Live Report ALCATRAZ FESTIVAL – jour 1 – 06/08/2026 – Courtrai (Belgique)

Samantha Ferrari-Sans, photographe pour Metal Rock Magazine, était sur place pour immortaliser ce festival !
Cette année, l’ALCATRAZ FESTIVAL a encore une fois prouvé pourquoi il est l’un des événements les plus attendus de l’été pour les amateurs de musique extrême. Du 6 au 9 août 2026, le site de Kortrijk, en Belgique, s’est transformé en un temple du metal, accueillant des milliers de fans venus du monde entier pour célébrer leur passion commune : le metal sous toutes ses formes.
Avec plus de 120 groupes répartis sur 4 scènes (Prison, Swamp, Helldorado et Morgue), l’édition 2026 a été plus impressionnante que jamais ! Que vous soyez fan de metalcore mélodique, de deathcore dévastateur, de folk metal envoûtant ou de nu metal innovant, il y avait forcément un groupe pour vous faire vibrer. Les organisateurs ont encore une fois réussi à mélanger les légendes du genre avec des talents émergents, offrant une programmation variée et riche en émotions.
HEIDEVOLK
Quand HEIDEVOLK a fait son entrée sur la scène Helldorado, c’est comme si une brise venue des forêts anciennes avait balayé le festival. Leurs riffs rythmés et mélodieux ont immédiatement captivé l’assistance. Entre la poussière qui tourbillonnait sous les pas des festivaliers et les fumées qui enveloppaient la scène, le groupe a envoûté la foule.

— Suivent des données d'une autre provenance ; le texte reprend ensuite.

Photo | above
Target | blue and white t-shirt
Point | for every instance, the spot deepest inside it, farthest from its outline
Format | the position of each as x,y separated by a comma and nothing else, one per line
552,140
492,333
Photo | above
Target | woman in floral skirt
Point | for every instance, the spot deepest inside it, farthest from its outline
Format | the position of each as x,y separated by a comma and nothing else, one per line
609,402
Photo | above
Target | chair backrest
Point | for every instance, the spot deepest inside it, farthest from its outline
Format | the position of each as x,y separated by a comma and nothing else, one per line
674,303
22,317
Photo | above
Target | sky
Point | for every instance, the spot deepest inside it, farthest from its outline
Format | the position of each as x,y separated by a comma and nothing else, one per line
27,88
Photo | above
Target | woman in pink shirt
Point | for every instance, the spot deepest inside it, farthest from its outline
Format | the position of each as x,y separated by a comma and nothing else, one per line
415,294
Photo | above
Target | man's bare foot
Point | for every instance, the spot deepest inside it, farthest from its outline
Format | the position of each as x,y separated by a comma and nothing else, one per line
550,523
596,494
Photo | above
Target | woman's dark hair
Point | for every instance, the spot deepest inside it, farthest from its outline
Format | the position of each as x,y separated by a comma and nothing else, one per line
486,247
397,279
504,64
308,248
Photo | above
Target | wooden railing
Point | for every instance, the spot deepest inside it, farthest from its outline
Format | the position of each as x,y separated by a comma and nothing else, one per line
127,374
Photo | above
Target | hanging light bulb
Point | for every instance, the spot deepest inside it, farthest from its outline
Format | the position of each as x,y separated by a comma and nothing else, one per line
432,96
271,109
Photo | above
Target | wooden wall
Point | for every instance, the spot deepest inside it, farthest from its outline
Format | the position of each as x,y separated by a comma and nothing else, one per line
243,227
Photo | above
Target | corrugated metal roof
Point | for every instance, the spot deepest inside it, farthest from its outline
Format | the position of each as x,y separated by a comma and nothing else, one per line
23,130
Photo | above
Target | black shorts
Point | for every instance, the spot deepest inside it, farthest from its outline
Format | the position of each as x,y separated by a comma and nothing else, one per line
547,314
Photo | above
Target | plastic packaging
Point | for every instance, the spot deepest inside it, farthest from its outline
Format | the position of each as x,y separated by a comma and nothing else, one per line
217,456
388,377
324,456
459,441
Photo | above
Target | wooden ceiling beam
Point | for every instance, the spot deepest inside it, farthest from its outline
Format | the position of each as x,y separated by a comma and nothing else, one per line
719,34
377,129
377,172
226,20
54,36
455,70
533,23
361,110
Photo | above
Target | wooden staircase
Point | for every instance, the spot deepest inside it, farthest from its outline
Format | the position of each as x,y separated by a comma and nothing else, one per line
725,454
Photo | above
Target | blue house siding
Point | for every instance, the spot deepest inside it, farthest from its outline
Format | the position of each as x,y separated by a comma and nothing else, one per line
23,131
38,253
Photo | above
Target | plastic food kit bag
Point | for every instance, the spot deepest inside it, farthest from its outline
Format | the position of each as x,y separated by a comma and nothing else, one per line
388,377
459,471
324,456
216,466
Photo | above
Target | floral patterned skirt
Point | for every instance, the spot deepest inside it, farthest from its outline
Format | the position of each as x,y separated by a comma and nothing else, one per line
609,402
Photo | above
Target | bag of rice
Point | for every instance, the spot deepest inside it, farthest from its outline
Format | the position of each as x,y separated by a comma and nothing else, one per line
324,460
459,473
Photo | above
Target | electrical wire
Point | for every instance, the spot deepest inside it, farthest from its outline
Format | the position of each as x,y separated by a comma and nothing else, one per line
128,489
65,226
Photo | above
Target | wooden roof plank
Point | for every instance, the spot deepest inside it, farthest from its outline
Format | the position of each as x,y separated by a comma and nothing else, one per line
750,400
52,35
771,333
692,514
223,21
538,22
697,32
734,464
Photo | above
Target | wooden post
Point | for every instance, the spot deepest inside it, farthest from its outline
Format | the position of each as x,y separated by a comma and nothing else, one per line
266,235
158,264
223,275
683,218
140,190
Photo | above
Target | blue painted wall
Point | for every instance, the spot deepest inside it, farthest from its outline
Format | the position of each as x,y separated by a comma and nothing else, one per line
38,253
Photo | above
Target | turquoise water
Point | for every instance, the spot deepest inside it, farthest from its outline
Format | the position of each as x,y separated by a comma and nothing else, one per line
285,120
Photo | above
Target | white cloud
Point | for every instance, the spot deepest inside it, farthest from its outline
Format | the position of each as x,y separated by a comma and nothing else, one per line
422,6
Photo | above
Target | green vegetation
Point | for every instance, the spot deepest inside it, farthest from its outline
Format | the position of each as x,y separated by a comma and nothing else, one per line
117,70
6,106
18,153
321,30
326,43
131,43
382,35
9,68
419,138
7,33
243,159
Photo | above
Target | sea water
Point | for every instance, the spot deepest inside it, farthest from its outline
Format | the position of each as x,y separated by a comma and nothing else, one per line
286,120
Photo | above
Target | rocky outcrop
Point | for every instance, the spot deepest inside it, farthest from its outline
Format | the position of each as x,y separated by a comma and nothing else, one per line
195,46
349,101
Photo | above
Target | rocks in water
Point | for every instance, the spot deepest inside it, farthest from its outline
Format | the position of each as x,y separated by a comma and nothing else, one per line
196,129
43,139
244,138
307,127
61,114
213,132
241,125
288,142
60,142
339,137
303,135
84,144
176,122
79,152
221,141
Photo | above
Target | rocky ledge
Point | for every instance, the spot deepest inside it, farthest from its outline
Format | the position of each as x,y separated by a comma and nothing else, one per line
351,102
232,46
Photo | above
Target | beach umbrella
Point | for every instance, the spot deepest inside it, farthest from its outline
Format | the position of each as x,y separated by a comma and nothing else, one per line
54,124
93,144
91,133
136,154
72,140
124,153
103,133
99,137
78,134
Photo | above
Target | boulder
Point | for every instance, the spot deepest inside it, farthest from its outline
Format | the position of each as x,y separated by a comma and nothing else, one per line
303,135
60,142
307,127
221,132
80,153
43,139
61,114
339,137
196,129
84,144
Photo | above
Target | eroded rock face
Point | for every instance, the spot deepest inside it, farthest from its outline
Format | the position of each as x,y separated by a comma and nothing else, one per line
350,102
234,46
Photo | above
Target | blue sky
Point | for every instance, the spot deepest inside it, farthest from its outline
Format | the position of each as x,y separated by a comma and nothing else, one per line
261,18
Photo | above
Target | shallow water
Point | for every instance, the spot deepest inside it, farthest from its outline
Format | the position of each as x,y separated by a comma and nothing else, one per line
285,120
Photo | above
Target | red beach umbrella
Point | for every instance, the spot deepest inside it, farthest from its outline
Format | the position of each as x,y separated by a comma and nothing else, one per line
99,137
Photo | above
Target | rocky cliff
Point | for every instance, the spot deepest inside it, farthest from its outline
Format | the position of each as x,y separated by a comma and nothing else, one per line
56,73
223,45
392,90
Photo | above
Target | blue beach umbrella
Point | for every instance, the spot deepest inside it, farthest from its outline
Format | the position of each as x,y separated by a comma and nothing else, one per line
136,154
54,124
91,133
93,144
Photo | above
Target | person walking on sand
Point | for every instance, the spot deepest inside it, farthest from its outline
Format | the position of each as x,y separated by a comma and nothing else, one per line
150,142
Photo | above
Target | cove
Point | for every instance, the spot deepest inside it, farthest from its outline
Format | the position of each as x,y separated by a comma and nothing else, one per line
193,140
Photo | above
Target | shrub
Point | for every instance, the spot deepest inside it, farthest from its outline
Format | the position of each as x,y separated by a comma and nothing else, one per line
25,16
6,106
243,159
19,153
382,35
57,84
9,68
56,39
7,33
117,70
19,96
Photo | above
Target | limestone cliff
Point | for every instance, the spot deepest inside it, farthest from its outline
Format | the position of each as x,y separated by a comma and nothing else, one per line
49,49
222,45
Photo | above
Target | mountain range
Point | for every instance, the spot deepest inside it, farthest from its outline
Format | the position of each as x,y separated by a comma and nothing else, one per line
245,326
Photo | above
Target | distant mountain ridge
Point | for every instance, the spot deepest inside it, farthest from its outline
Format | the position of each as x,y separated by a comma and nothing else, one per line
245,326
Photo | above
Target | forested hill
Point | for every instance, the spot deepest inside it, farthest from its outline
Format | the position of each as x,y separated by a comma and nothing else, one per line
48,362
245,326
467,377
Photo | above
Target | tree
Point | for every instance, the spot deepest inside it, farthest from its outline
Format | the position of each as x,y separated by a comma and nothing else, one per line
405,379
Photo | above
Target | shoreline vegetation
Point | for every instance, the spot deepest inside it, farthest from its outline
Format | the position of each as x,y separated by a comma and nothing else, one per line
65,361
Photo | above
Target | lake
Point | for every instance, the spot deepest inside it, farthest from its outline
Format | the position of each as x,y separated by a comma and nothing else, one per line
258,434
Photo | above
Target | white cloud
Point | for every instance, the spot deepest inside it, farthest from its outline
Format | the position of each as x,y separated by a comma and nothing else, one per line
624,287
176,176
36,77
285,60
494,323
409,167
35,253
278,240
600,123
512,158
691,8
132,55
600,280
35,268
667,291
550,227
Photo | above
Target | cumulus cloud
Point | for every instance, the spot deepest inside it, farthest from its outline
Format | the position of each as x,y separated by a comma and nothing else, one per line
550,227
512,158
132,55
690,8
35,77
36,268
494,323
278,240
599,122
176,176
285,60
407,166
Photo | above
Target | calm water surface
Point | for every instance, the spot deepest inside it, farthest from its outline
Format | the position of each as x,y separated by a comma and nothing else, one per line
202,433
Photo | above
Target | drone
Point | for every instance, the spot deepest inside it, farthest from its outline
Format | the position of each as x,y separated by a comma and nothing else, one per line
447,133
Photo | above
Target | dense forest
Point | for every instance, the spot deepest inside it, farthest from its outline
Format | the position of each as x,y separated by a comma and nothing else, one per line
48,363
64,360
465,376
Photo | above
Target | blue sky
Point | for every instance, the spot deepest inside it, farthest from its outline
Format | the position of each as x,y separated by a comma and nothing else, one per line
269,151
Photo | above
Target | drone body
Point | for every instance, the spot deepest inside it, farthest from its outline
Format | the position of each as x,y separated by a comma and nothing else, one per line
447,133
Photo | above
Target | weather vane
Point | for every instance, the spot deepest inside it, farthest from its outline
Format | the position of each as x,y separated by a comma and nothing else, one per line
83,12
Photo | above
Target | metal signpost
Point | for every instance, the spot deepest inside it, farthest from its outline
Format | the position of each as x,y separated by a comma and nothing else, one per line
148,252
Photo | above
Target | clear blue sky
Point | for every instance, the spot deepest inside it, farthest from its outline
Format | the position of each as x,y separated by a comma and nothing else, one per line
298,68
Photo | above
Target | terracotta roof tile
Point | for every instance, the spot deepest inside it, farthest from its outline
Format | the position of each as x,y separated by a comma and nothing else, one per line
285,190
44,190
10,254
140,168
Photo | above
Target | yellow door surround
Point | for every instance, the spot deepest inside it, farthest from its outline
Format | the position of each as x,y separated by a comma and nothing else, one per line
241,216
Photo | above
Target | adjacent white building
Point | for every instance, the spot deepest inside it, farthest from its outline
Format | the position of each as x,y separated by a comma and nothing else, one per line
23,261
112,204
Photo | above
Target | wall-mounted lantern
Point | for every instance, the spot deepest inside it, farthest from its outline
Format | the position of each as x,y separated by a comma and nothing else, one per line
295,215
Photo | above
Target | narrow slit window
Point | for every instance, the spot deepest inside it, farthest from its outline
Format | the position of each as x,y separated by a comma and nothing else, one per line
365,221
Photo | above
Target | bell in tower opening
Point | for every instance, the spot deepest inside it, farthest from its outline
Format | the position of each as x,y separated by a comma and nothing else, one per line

Leur proximité avec le public était palpable : on sentait que chaque note, chaque cri, était vécu avec une intensité rare. Les poings levés, les chants en chœur et cette connexion presque magique entre la scène et les spectateurs ont fait de ce set un moment épique et authentique. HEIDEVOLK, c’est l’alliance parfaite entre la force du metal et l’âme du folk, un voyage sonore qui vous transporte au cœur des légendes nordiques.
Une sacrée découverte, pour ma part, et bien appréciée !
Dès que les premières notes d’IMMINENCE ont retenti sur la scène Helldorado, on a su qu’on allait assister à un spectacle visuel et sonore inoubliable. La scénographie aux airs gothiques a immédiatement capté l’attention de la foule. Le violon accroché au micro du chanteur, les membres qui prennent place sous les cris enthousiastes du public… Pas le temps de niaiser, ça décoiffe !
Leur musique, un mélange explosif de drops bien gras et bruyants et de solos au violon envoûtants, a créé une ambiance unique. On se retrouvait comme dans une bulle remplie d’émotions pures, où chaque note résonnait avec une intensité rare. Les lumières, les effets pyrotechniques et l’énergie débridée des musiciens ont fait de ce concert un moment magique, où la puissance du metalcore a rencontré la poésie des mélodies.
Je connaissais simplement le groupe de nom jusqu’à ce jour, et je suis littéralement tombée amoureuse de cette formation depuis.
Soulfly
Dès que les lumières se sont éteintes sur la Prison Stage, une vague d’adrénaline a parcouru la foule. SOULFLY est entré en scène comme une tempête, et dès les premières notes, on a su qu’on allait vivre quelque chose d’exceptionnel. Max Cavalera, légende vivante du metal, a mené son troupeau avec une énergie presque surnaturelle. Leur mélange de riffs déchaînés et d’instruments traditionnels brésiliens, comme cet arc dont les sonorités envoûtantes ont résonné entre les murs de la scène, a créé une ambiance à la fois primitive et moderne.
La foule, en transe, a répondu par des mosh pits frénétiques et des chants en chœur. Chaque note semblait porter en elle l’âme du Brésil, et chaque cri de Max nous rappelait pourquoi SOULFLY reste une référence absolue dans le monde du metal. Les lumières, les fumées et la pyrotechnie ont ajouté une dimension presque spirituelle à leur performance. Un moment unique, où le metal a rencontré la tradition pour créer une expérience sonore inoubliable.
Une très belle surprise ; j’ai adoré la partie avec un instrument typique du Brésil, joué sur scène par l’un des membres.